My question is this: should I
a) leave the Data partition in my HD untouched,
b) reduce it in size and move most of my data to the external HD, or
c) move all of the data to the external and leave only the system partitions and the linux swap in the internal HD?
 
Usually you'll simply want to format the USB drive as one big NTFS partition, or maybe two (one with FAT32, one with NTFS), according to if you're going to have it readable by Win98/95 machines.

You'll want to assign the drive letter from
"Control Panel->System Tools->Computer Management->Disk Management" and deal with their clunky interface to ensure the external HDD is mapped to something predictable.

Generally, all you really want to do with the external hard drive is mirror stuff to it. The version on the computer is the "official" version, the version on the backup drive is "mirror".

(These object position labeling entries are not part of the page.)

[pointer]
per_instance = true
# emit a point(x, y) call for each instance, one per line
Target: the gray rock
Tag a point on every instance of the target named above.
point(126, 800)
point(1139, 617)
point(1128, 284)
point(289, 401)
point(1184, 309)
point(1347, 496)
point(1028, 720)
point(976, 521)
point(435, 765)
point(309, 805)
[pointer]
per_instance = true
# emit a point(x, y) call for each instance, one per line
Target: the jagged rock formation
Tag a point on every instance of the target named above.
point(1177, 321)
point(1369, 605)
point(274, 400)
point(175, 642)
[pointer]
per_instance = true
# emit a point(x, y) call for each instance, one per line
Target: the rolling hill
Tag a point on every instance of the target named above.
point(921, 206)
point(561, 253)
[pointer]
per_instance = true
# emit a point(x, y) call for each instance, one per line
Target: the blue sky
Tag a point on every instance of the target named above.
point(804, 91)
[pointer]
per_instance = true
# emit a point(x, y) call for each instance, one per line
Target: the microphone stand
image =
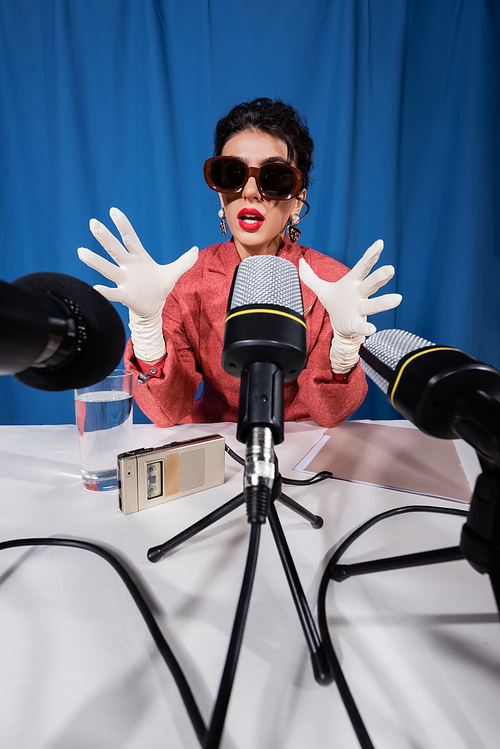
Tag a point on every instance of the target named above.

I maintain a third "archive" category, that doesn't delete files that are deleted on the computer, in case mistakes have been made. These versions will still be overwritten on the external hard disk, but if you want to 'version' them, just rename the 'archive' folder with a date, and run the batch to create a fresh archive version.

If you move work or data to the hard drive to be worked on there, then THAT is the "official" version, and you must take steps to back that data up, as well. Either back to the computer, or to another backup device, such as another external hard disk.

My external hard disk spends most of its life "off", only occasionally being turned on to perform a backup (and rarely, but very significantly: a recovery).


Another little tip: XP has a System Restore 'rollback' feature. CONFIGURE THIS! The most important thing about this 'feature' is it will restore versions of everything, as of the date, and since the date that you rolled back to.

If this includes your WORK folders, you will get hundreds, even thousands of spammy names of files when you go back to a 'restore point', and your current work will be buried somewhere among these files!

Move your 'my documents' folder to a different partition than Windows, as well as any other work, and tell XP NOT to maintain system restore information for that volume. You're backing it all up seperately, after all.

It is quite handy on the Windows partition, as the built-in recovery relies on its existence, and it lets you (relatively painlessly) back out a lot of boo-boos with bad software and driver installations.
 
Cool, thanks for the tips. I ended up going for a Maxtor external. The choices available around here weren't that great and the price savings almost nil.